They are joined by Doctor William Weir (Sam Neill), who designed the Event Horizon. He informs the crew about the ship’s experimental gravity drive, which generates a black hole to link two points in space-time. The distress signal is a series of screams and howls and the Latin phrase “Liberate Me.” On boarding the Event Horizon, they find evidence of a massacre. They search for survivors, but the gravity drive activates, pulling in Justin for a moment and damaging the Lewis and Clark. They are forced to move to the Event Horizon. Justin emerges in a catatonic state, tries to space himself, but is saved by Miller. They place him in stasis.

The team sees apparitions of individuals from their past, and hallucinations concerning their fears and regrets. They find a video log of the Event Horizon’s crew fornicating and mutilating each other after the gravity drive is engaged. It ends with the image of the Event Horizon’s Captain John Kilpack holding his own gouged-out eyes and saying, “Save yourself from Hell.” Clearly, the gravity drive opened up a portal to some hellish dimension outside the known universe and it seems the ship is now sentient and predatory.

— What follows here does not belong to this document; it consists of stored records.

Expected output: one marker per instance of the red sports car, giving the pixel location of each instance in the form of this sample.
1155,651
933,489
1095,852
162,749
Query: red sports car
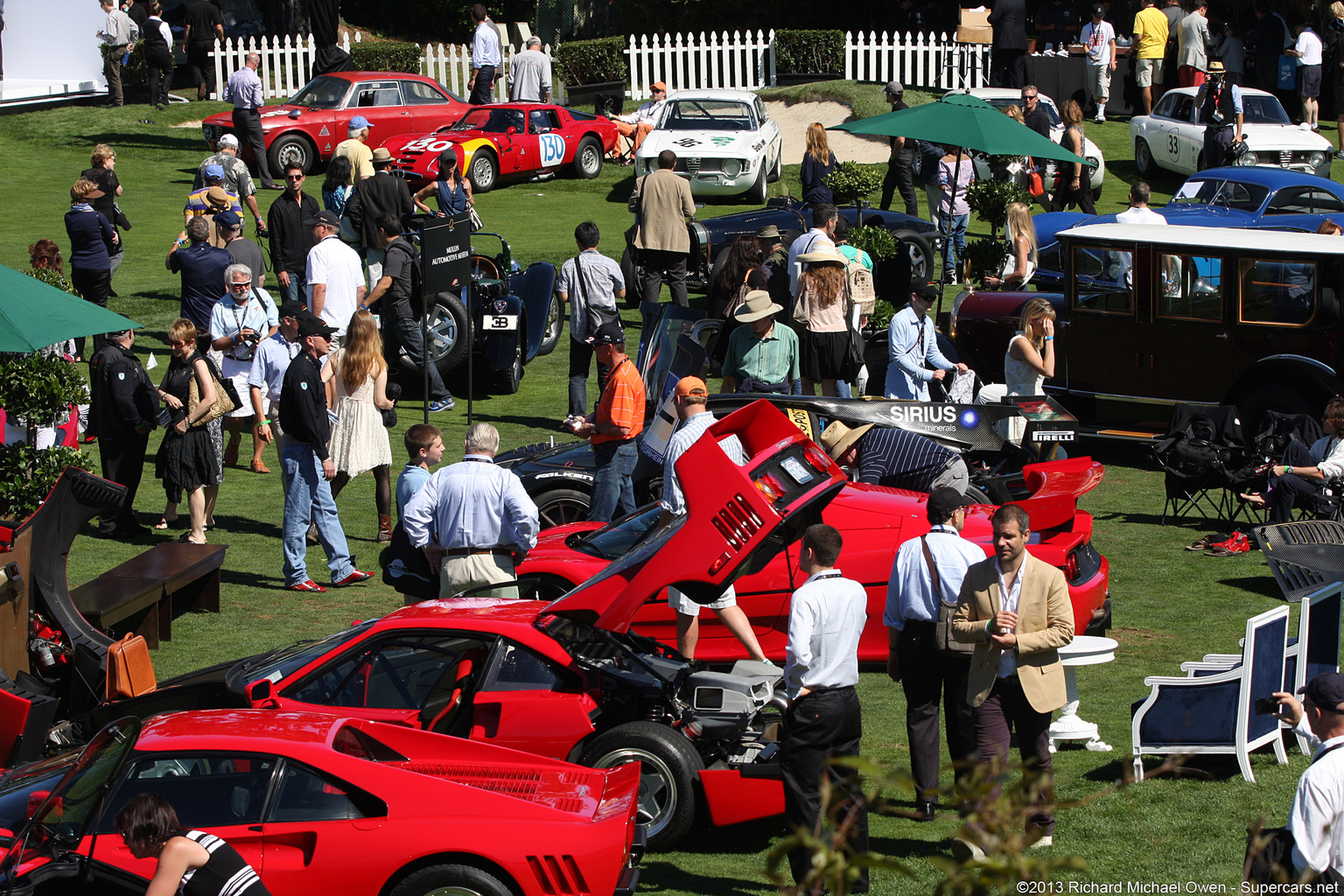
569,680
324,805
308,127
508,140
874,522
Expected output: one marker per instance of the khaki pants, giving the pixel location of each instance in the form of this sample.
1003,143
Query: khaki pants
473,571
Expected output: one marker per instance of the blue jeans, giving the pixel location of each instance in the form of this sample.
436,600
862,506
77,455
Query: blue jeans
308,497
612,482
956,248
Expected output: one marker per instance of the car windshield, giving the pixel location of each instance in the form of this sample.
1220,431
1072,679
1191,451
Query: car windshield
1225,193
281,664
707,115
1264,110
492,121
321,93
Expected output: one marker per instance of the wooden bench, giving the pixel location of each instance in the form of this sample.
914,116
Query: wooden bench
143,594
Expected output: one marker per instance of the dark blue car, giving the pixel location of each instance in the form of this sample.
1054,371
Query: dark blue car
1236,196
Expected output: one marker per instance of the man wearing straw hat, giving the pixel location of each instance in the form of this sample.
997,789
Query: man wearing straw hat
894,457
762,356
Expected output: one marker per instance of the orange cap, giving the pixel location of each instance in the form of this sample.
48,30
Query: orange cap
691,386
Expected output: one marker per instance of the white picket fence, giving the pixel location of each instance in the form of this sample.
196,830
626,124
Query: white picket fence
286,63
683,60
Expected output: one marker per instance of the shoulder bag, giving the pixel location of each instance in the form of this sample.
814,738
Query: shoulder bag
944,639
226,396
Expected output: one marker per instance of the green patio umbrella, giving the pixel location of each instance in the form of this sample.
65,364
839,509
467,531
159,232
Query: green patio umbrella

Miller orders an evacuation and intends to destroy the Event Horizon. Peters is lured to her death by a hallucination of her son. Weir, now possessed, destroys the Lewis and Clark with an explosion that kills Smith and throws Cooper into space. Weir kills D.J. and corners Starck on the bridge. Weir then begins a ten-minute countdown until the Event Horizon will use the gravity drive to return to the other dimension.

Cooper uses his spacesuit’s oxygen supply to propel himself back to the ship and appear at the window. Weir fires at him and is blown into space. Miller, Starck, and Cooper seal off the bridge. Miller hopes to separate the Event Horizon into two parts and use the forward section as a lifeboat. He is attacked by Corrick, who is really Weir resurrected. Miller detonates the explosion, killing himself. The gravity drive activates, pulling the stern section into a black hole. Starck and Cooper enter stasis and wait for rescue. 72 days later, the ship is boarded by a rescue party.

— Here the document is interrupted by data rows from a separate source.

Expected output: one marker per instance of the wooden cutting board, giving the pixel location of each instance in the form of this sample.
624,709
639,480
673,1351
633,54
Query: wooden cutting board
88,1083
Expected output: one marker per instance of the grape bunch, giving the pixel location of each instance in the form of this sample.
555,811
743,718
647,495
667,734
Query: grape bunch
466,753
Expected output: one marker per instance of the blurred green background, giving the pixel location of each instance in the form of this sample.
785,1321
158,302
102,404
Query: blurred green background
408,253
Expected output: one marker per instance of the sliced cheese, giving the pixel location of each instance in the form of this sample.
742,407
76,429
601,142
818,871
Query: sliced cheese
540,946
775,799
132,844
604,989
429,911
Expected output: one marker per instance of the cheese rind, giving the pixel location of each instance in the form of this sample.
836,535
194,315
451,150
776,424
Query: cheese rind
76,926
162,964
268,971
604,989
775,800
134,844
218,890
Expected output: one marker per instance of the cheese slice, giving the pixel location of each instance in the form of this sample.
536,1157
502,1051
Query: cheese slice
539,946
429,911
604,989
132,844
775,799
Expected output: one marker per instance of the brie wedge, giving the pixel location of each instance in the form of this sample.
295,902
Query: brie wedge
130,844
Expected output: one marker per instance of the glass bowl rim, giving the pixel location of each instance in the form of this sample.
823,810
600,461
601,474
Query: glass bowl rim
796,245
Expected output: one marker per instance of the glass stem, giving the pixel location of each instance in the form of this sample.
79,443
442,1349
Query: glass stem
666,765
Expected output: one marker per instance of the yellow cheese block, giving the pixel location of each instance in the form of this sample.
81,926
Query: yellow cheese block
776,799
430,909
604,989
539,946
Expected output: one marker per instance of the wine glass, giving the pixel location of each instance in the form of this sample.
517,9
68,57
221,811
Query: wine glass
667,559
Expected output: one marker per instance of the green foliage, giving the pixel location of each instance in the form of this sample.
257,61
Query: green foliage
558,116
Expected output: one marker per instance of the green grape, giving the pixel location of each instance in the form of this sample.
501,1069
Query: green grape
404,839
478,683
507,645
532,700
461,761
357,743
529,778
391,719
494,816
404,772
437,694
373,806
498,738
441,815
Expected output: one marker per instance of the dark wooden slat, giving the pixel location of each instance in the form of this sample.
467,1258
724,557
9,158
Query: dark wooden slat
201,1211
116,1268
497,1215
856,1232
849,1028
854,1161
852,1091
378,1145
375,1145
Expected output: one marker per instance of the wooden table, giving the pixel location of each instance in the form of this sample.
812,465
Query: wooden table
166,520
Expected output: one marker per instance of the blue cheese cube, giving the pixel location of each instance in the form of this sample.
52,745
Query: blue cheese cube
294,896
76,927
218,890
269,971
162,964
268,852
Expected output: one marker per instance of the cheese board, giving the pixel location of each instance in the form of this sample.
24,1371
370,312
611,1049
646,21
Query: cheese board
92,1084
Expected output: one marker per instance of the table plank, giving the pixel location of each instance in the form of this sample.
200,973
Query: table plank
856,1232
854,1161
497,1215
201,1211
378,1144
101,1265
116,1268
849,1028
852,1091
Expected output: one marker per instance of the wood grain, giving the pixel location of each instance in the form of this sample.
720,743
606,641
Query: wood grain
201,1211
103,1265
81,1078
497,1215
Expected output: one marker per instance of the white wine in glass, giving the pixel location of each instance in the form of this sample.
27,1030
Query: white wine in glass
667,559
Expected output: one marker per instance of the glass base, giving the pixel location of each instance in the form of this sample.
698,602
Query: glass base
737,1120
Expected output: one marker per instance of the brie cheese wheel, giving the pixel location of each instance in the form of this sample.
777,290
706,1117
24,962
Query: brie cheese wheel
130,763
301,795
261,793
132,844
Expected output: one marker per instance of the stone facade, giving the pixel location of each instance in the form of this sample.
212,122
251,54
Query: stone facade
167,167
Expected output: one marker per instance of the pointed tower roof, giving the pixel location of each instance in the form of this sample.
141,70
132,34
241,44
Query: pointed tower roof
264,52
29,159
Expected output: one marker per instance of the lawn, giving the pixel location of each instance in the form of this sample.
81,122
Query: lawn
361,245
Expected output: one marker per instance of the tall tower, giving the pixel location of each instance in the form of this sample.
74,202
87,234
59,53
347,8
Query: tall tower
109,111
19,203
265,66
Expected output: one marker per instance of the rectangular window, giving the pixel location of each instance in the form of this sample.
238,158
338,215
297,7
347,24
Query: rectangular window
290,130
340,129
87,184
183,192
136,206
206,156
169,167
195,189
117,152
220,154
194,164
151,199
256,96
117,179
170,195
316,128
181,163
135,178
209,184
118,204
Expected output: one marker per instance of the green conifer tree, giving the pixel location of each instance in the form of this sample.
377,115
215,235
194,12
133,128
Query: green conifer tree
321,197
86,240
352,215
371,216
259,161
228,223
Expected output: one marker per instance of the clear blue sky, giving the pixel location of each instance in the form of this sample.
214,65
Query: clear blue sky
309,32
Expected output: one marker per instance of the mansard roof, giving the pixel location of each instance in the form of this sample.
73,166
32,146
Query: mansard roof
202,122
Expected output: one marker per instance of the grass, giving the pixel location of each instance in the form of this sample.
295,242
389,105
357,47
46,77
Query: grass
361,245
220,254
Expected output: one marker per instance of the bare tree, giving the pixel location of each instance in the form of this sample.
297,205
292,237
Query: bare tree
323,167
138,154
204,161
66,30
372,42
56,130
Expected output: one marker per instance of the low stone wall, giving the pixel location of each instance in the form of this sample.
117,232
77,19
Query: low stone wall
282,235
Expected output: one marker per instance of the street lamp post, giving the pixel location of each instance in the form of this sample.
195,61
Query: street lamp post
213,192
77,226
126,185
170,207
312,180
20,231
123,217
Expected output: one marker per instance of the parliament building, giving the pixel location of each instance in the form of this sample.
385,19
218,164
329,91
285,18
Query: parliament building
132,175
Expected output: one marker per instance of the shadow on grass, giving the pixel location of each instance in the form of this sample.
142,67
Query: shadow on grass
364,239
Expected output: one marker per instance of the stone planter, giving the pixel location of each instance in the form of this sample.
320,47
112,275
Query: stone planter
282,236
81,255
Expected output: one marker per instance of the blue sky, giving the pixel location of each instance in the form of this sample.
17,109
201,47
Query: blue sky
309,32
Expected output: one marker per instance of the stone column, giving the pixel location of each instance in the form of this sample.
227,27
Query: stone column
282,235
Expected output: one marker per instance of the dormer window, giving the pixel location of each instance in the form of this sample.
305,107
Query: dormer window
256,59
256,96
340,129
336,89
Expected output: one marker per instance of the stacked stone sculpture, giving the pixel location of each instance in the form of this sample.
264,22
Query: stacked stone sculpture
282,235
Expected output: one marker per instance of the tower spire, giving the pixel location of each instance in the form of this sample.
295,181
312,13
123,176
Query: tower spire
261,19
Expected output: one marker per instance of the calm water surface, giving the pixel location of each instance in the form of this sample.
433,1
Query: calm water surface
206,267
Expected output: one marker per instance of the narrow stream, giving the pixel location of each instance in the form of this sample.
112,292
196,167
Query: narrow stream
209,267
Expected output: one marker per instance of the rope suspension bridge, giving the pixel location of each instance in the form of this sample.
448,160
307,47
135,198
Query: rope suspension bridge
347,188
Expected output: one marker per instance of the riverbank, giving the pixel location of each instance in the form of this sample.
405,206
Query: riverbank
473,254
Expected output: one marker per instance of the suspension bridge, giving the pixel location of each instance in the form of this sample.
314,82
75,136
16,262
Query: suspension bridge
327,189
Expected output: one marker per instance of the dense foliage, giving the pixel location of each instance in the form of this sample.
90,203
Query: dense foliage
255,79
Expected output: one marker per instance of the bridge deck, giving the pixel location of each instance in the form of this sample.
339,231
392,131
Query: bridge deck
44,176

The film was directed by Paul W.S. Anderson and written by Philip Eisner. It was a difficult shoot, rushed by Paramount Studios. Originally 130 minutes long, it was heavily edited by the studios, to the director’s consternation. It was a commercial and critical failure but was rescued by home video and became something of a cult film.

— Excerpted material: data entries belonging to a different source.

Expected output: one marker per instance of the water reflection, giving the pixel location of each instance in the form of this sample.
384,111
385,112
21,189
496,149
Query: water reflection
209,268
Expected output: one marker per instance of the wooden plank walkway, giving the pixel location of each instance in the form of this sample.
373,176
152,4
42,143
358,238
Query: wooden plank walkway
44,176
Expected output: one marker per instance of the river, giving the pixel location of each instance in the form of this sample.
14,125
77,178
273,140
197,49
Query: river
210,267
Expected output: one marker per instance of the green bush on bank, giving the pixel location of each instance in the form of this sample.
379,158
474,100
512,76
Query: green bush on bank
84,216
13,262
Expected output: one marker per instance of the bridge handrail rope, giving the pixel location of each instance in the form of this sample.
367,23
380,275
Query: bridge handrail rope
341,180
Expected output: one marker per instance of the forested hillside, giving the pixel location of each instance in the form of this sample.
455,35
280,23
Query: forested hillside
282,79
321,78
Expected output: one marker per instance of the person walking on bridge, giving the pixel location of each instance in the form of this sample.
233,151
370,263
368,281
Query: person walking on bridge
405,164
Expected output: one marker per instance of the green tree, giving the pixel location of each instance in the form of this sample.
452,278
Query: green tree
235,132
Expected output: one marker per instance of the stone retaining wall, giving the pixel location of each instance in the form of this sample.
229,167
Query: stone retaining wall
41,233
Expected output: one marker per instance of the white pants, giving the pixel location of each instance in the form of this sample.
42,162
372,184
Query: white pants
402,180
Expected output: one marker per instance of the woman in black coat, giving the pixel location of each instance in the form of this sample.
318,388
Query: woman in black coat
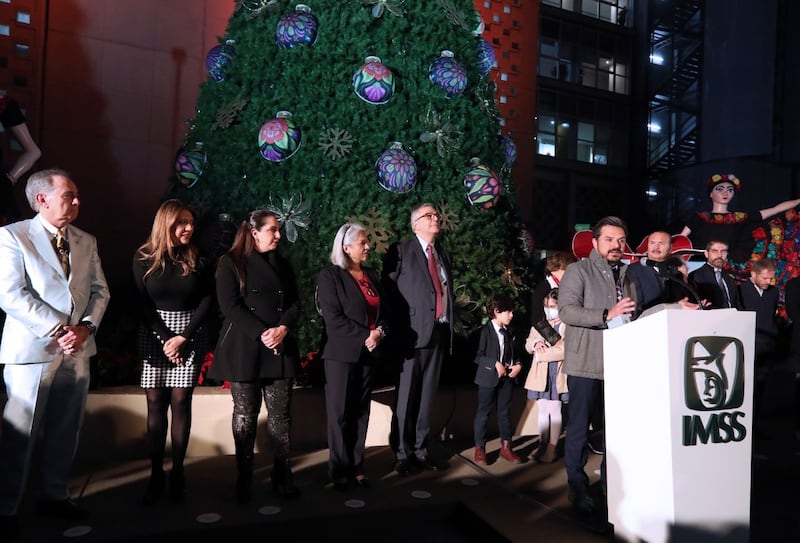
350,301
257,296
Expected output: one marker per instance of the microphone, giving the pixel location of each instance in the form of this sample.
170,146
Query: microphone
672,274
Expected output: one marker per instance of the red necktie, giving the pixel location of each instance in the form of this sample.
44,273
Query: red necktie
433,269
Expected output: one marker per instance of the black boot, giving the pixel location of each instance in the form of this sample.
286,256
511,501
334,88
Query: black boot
177,486
283,480
155,487
244,479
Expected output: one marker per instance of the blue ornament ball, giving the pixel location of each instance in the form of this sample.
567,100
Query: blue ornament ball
448,74
279,138
299,27
396,169
218,58
374,82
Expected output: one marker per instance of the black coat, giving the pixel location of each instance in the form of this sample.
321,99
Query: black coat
765,306
344,310
269,299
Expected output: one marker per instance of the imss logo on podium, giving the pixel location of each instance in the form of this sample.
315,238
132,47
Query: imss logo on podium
714,388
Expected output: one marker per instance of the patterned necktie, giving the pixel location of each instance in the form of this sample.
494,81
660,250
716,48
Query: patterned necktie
433,270
62,250
723,287
506,358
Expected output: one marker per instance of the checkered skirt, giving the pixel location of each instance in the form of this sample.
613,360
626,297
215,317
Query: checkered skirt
157,370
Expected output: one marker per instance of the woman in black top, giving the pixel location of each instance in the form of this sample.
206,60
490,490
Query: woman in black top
350,302
175,289
256,352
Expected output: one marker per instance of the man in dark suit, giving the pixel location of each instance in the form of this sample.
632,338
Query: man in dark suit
54,293
711,282
657,279
759,295
418,281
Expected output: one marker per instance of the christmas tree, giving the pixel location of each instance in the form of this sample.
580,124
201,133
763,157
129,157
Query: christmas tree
358,110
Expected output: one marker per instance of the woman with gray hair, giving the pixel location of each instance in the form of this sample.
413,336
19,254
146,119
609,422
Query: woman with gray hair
351,304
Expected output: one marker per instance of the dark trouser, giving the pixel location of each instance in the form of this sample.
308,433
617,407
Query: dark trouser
416,390
584,394
486,398
348,396
277,395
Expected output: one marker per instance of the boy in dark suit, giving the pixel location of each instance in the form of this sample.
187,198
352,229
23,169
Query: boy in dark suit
495,376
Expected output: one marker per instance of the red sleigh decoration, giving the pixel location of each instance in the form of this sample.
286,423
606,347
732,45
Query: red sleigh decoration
681,246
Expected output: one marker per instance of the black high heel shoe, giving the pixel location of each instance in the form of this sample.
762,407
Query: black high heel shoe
177,487
155,488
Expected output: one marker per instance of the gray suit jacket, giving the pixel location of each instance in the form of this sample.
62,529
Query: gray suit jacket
36,295
412,297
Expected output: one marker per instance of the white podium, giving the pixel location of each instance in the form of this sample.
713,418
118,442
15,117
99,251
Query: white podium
678,415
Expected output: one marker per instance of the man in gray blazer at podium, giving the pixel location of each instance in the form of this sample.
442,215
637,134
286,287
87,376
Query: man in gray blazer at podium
418,282
594,294
54,294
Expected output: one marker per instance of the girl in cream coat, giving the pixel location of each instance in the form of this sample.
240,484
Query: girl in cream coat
546,383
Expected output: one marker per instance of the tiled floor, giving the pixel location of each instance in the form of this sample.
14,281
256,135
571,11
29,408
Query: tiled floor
466,502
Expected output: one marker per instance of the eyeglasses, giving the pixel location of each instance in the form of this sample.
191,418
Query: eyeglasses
429,216
367,287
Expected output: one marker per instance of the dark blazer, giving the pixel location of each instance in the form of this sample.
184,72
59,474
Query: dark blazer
791,291
412,300
704,281
344,310
269,299
487,356
765,307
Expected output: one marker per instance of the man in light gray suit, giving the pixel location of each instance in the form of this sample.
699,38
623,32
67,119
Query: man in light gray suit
418,281
54,294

In early versions, it was too similar to Alien, with tentacled aliens, but was rewritten as a haunted house story in space, with the ship itself possessed. The studio wanted it released before Titanic and the editing was problematic. Several in the test audience fainted at the gore, supposedly. After it became a success on DVD, there was a search for the excised material, but most of it was missing. The bloody orgy was extended, using actors with missing limbs and pornographic film actors. Michael Kamen wrote the unsettling music. Reviews were unfavorable by those who liked the early science-fiction scenes and were disappointed by the rest, and favorable by fans of Satanic horror.

One shot of the space station (45 seconds long) used up a third of the film’s visual effects budget and took ten hours to create. The black hole device, visually, was an homage to the puzzle box in Hellraiser. The visions of Hell and the video log were inspired by 16th Century painters Hieronymus Bosch and Peter Bruegel. Executives did not expect this from the studio that made Star Trek. The spacesuits were so heavy that the actors had to rest hanging from hooks because standing or sitting down for any length of time was painful.

Kurt Russell predicted that the box-office failure would be a cult favorite on DVD. The shoot consulted with Clive Barker. The Event Horizon is modeled on Notre Dame Cathedral. Doctor Weir’s name comes from Johann Weyer, the 16th Century demonologist. Screenwriter Robert Gordon modeled the Chompers in Galaxy Quest on the Meat Grinder tunnel in Event Horizon, which he found amusing. It is supposed to represent the nine circles of Hell from Dante’s Inferno. It made camera operators dizzy and had to be filmed with a fixed camera. At one point, it caught fire.